Quanto abbia pregato per ricevere la stessa telefonata quella notte, la signora Marisa, solo Dio lo sa. Trentacinque. Questa volta non sono i minuti che separano Antonio dall’ultima immagine della sua figliola proiettandolo verso una realtà tremenda e ingiusta; sono gli anni passati da quella sera maledetta. Nel corso di tutto questo tempo, l’amore di Giuseppina per la vita, per il calcio e per la Juve ha in parte lenito il dolore della sua famiglia.
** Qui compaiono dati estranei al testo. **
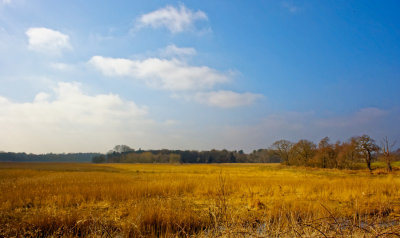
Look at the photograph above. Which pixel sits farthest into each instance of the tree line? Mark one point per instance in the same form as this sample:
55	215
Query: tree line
342	155
124	154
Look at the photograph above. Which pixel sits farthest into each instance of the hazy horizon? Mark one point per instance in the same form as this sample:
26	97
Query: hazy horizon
85	76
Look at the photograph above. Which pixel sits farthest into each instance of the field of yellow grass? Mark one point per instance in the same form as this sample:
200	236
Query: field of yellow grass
224	200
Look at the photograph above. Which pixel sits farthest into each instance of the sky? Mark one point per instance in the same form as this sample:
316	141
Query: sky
83	76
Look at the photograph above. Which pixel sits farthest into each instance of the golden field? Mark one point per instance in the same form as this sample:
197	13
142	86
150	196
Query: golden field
207	200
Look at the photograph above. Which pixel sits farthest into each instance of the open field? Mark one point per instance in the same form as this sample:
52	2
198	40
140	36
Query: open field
226	200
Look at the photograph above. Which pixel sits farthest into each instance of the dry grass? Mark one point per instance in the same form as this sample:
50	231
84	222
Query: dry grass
229	200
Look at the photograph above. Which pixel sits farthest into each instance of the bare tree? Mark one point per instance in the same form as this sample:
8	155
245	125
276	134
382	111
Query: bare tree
387	147
282	148
367	147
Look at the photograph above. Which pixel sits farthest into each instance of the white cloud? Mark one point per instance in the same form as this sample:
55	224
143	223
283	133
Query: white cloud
47	41
68	120
173	50
226	99
290	7
62	66
166	74
174	19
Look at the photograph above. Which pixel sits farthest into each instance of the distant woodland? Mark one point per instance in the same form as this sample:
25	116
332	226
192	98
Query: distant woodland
356	152
350	154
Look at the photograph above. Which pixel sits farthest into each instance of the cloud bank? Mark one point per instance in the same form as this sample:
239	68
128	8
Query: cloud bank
174	19
226	99
67	119
47	41
168	74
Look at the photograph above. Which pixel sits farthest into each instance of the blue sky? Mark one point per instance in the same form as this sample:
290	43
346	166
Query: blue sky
86	75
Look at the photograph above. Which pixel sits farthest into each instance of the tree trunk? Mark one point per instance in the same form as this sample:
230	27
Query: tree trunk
389	166
369	161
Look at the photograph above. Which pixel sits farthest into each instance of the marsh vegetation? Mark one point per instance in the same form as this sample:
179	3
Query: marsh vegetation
202	200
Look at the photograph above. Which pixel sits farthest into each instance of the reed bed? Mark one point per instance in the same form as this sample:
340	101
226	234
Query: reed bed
218	200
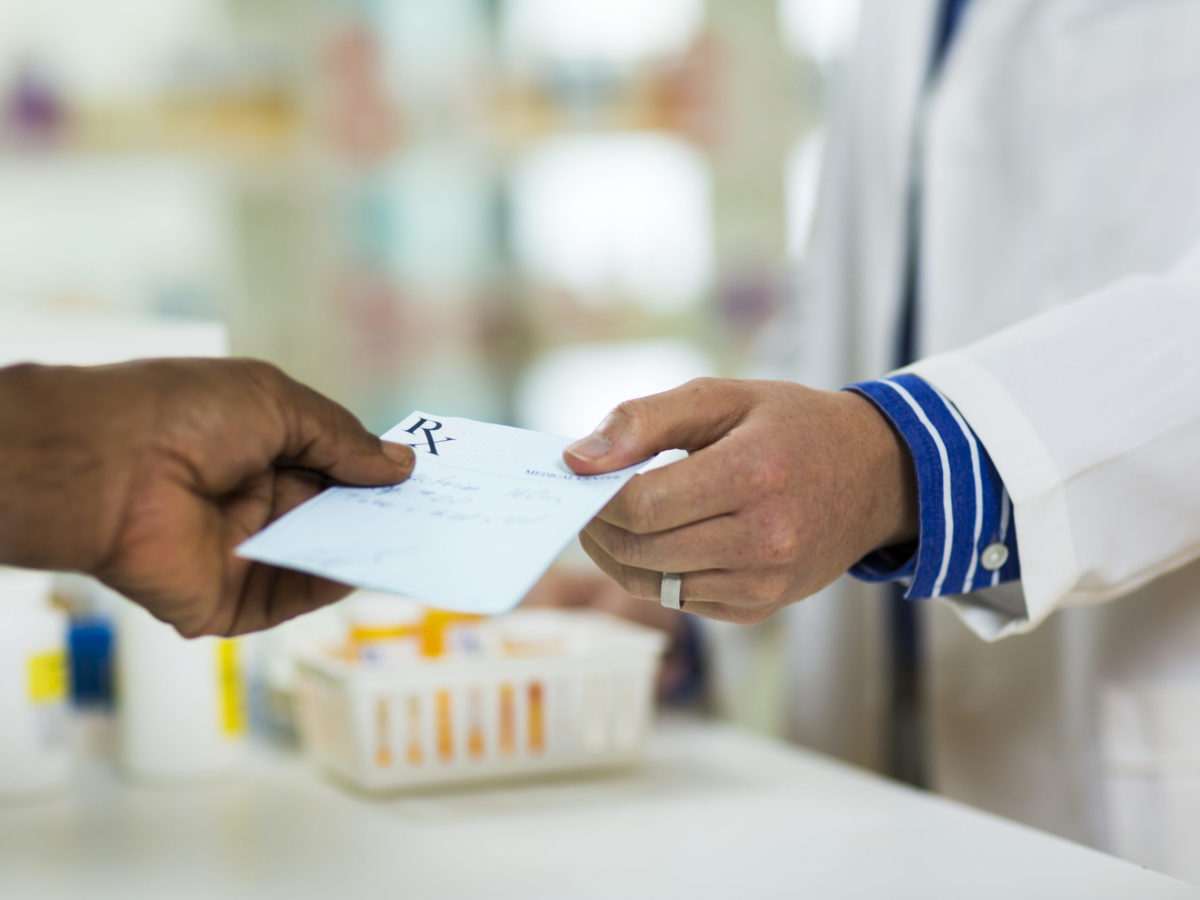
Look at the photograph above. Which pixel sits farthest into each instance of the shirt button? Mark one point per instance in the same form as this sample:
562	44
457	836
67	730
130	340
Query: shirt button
994	557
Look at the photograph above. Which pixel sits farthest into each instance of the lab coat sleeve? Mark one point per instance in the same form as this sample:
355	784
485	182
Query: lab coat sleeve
1091	413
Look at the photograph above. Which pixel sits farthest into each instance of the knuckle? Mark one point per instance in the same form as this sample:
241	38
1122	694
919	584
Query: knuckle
781	545
767	475
625	547
642	511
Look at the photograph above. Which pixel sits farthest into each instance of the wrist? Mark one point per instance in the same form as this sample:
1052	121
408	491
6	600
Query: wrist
59	485
893	515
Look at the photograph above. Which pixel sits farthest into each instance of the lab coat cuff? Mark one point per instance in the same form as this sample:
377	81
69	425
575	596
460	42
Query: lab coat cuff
1049	567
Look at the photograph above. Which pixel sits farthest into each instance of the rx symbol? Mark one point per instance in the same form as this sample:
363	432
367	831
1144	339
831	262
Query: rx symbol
426	427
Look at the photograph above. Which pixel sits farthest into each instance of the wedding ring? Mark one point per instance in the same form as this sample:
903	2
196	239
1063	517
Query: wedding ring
670	592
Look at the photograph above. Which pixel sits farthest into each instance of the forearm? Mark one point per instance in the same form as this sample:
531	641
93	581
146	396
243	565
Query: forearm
59	481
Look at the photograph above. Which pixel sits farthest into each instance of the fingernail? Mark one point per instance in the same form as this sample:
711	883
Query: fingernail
400	454
592	448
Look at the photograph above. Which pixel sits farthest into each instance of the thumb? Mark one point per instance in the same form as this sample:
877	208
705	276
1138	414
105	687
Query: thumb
323	436
688	418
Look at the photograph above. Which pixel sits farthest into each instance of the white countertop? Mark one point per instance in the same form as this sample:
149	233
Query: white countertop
714	813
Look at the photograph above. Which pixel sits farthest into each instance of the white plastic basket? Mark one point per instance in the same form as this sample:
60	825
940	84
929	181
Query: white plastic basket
585	706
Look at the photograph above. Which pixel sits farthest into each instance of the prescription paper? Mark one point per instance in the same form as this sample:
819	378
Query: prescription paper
485	514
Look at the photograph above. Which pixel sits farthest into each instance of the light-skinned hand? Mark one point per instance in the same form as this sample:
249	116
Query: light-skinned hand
784	490
149	474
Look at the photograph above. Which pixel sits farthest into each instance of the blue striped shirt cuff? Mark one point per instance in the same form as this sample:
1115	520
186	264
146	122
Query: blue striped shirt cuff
966	516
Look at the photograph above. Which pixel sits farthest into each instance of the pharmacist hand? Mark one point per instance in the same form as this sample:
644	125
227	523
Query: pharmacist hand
785	489
149	474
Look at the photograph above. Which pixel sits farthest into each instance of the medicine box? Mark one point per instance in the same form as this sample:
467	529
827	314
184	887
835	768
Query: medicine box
546	691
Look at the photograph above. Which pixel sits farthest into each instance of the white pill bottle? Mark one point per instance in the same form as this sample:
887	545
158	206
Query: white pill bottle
35	739
180	705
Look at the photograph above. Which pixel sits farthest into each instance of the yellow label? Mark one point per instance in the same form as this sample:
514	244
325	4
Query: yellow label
48	677
231	696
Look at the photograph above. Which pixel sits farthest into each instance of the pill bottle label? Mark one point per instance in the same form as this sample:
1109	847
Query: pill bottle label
232	700
47	678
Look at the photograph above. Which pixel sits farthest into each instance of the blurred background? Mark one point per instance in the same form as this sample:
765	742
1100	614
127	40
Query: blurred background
472	207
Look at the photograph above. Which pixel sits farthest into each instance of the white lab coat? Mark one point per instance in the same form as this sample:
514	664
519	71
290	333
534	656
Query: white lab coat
1060	168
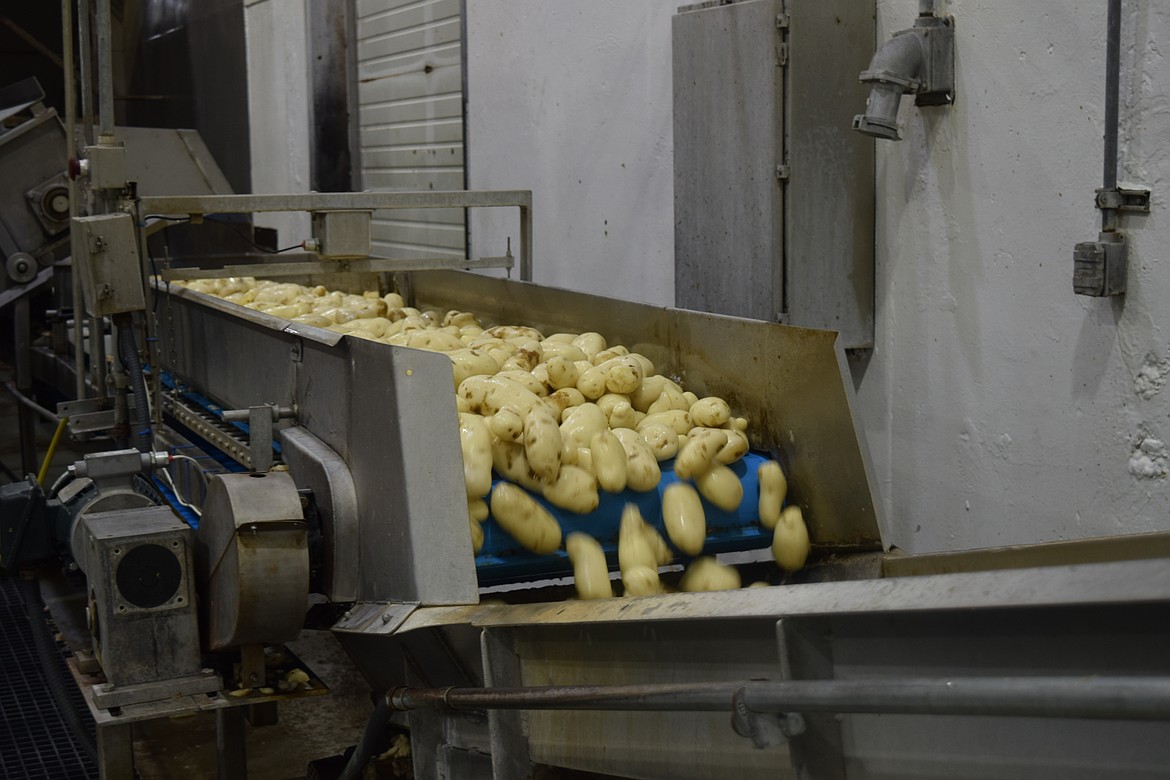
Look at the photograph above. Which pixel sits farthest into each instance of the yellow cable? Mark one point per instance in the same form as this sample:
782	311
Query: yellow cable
53	448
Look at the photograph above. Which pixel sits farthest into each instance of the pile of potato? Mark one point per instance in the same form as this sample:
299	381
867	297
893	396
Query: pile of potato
565	416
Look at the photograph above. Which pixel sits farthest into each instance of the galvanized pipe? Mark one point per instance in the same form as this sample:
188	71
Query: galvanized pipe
1116	698
85	54
67	25
104	69
1112	88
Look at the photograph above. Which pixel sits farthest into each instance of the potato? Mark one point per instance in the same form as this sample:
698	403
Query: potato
515	331
470	363
507	425
773	487
590	343
552	350
663	441
591	577
642	471
575	490
524	519
647	392
702	446
608	401
525	358
608	460
682	513
476	536
542	442
608	353
475	442
633	543
524	379
710	412
790	542
624	416
641	581
667	400
708	574
583	422
676	420
624	374
736	447
509	462
564	399
592	382
562	373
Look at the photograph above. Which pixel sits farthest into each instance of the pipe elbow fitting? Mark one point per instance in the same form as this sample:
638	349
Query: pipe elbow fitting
895	70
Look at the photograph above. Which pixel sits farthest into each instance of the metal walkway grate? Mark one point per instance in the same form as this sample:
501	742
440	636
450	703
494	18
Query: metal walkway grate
34	738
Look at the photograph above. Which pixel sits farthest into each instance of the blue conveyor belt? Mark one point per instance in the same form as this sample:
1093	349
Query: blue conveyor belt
503	560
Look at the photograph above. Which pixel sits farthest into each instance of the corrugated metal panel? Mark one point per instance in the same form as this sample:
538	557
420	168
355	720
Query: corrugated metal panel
411	118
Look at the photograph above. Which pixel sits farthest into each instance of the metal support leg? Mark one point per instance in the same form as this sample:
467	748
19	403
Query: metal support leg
231	751
509	740
115	752
26	418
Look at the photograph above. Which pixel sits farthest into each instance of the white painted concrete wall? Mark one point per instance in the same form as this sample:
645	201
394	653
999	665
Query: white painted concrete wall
999	407
571	99
279	107
1002	408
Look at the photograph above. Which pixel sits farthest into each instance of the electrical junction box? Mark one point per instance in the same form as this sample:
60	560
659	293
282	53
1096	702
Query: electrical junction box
110	269
142	606
773	192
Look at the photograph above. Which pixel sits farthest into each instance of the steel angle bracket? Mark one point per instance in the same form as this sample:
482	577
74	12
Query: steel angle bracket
764	729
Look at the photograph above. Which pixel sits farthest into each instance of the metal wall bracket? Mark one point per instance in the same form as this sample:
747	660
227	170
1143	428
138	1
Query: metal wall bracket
1133	201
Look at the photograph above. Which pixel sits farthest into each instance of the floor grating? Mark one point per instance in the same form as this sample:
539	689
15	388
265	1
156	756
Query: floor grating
34	739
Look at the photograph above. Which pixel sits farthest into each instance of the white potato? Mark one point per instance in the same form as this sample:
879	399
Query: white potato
475	443
608	460
524	519
676	420
663	441
591	575
710	412
562	373
575	490
682	513
583	422
736	447
699	454
542	442
633	542
773	487
721	487
507	425
642	471
790	543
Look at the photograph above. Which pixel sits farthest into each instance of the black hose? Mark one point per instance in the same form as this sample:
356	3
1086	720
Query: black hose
374	732
128	350
53	668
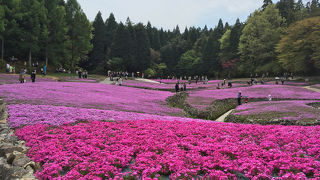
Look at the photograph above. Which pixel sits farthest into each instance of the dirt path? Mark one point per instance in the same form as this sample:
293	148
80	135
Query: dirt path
223	117
312	89
107	81
147	80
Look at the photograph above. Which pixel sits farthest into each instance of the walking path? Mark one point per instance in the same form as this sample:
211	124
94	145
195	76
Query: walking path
223	117
312	89
147	80
107	81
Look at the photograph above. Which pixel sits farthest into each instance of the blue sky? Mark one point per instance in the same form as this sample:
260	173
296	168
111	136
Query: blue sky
169	13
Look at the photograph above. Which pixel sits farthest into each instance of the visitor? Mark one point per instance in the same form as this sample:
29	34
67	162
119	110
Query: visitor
120	82
21	76
33	76
245	99
218	87
239	98
79	74
45	70
177	87
7	68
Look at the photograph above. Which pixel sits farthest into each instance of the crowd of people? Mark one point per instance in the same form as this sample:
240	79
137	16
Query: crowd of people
82	74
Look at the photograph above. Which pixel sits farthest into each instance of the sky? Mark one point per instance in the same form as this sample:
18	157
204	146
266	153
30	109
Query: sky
170	13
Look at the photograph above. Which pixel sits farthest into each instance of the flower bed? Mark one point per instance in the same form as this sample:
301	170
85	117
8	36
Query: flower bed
292	112
155	149
25	114
89	95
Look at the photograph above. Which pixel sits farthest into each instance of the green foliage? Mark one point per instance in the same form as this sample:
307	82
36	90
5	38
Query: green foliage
189	63
299	48
79	33
259	37
117	64
98	54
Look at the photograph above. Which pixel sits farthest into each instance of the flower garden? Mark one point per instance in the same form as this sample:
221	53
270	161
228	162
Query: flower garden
79	130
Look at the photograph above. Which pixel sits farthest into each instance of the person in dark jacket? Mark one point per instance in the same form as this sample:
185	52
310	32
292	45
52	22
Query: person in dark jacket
239	98
33	76
177	87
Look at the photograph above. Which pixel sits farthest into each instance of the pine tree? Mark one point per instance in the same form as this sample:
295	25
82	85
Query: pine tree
142	55
54	36
97	55
266	3
79	33
111	28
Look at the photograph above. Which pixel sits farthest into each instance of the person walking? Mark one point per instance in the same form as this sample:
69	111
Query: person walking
239	98
120	81
33	76
177	87
21	76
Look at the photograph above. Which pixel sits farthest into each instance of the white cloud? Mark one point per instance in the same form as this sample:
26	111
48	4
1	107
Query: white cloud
169	13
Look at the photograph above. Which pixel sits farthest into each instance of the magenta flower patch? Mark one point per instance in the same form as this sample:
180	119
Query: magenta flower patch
150	149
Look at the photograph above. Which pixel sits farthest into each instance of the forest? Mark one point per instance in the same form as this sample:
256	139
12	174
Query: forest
276	38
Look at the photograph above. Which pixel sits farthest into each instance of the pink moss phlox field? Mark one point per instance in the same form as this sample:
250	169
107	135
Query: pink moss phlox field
164	86
26	114
259	91
89	95
291	83
298	109
148	149
76	79
14	78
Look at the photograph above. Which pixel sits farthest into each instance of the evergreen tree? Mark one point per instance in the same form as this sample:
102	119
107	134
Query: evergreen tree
155	39
111	28
266	3
79	33
299	48
54	36
257	42
97	55
286	9
142	55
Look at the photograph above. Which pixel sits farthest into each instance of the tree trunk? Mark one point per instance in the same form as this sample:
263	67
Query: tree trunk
2	48
30	57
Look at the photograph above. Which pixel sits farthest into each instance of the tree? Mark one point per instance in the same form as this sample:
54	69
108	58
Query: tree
79	32
97	55
171	53
266	3
2	25
259	37
142	55
299	48
32	13
54	34
111	28
188	63
121	46
286	9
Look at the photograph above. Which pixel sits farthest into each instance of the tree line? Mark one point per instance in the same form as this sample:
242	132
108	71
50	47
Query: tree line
276	38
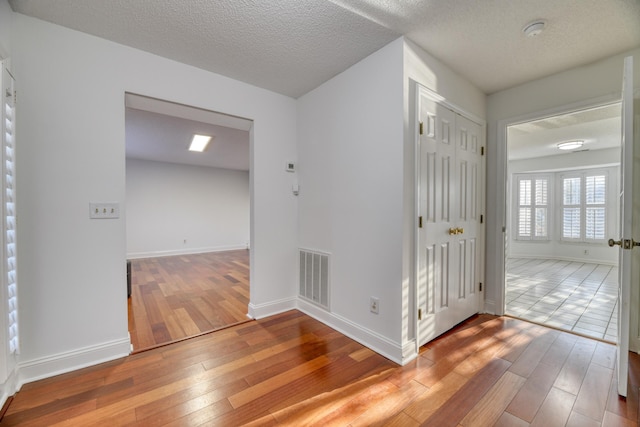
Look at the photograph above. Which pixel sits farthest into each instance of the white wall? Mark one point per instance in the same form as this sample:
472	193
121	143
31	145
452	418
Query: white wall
6	17
555	248
168	204
350	170
573	88
71	150
357	177
422	68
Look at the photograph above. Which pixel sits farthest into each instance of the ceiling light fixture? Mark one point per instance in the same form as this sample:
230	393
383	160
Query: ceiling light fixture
199	143
534	28
570	145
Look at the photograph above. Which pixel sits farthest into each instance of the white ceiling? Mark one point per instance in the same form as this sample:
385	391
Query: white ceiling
161	131
293	46
599	128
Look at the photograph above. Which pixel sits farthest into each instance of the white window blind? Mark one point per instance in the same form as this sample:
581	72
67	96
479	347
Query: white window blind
584	209
533	207
9	211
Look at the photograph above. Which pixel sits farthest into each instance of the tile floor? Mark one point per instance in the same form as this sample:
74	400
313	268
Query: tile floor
573	296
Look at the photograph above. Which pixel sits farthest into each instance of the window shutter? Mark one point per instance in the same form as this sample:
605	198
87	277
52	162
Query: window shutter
9	210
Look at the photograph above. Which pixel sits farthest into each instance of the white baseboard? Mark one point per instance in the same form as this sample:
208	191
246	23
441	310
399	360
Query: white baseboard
489	307
9	387
260	311
191	251
376	342
61	363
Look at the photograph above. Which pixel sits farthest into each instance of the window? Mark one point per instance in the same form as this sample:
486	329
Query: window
533	207
9	286
584	206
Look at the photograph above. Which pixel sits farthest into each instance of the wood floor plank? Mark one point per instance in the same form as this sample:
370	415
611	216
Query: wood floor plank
176	297
489	409
435	397
290	369
468	396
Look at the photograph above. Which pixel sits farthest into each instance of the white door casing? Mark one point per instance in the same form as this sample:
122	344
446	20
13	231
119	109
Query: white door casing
450	191
626	242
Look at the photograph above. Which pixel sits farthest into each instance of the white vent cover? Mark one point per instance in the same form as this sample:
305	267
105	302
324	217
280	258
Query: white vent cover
314	277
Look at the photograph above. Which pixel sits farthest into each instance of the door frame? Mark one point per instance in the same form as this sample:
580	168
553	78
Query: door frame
415	89
497	306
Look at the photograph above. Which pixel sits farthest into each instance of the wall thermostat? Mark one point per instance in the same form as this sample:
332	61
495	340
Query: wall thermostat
290	167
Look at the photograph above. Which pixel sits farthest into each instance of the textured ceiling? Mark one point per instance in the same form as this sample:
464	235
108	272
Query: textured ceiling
157	137
292	46
599	128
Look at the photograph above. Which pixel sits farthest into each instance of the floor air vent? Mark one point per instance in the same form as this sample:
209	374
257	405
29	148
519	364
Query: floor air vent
314	277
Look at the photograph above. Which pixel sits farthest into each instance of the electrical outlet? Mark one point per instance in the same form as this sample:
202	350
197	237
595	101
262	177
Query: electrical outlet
374	305
104	210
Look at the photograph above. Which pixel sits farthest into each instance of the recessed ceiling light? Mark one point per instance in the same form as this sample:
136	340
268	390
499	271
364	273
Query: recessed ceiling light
534	28
570	145
199	143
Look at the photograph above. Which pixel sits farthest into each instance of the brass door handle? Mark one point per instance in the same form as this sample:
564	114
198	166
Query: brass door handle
625	243
612	243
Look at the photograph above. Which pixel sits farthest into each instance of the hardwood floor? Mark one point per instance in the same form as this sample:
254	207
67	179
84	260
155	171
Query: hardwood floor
177	297
292	370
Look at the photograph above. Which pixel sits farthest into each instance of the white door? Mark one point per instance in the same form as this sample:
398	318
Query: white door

Il calcio non è diventato un tabù, le partite della Juventus sono state per tanti anni un rito in casa Conti, un omaggio e un monito: nello sport deve esserci posto solo per il rispetto. Il 19 settembre 2019 la, la signora Marisa se n’è andata. In questi anni ha fatto suoi quelli che sarebbero stati gli idoli della figlia. E aveva gioito – in occasione del trentennale, nel 2015 – per la finale di Champions League conquistata dalla Juventus. A Berlino erano andati in trasferta anche i due fratelli di Giuseppina: per lei e con lei, più che per la partita. Si saranno già incontrate nuovamente, Giuseppina nella sua eterna giovinezza, Marisa segnata ma non vinta. Di questa e di altre trentotto storie, di questa e di tutte le storie tragiche nelle quali il pallone si è macchiato di sangue, bisogna ricordarsi. Per non cadere nella trappola delle offese e dell’odio. Basterebbe immaginare l’entusiasmo di una ragazzina di 17 anni, le quattro del mattino, poco prima di partire. Questo è il calcio, non tutto il resto. “Ciao mamma, torno con la Coppa!”.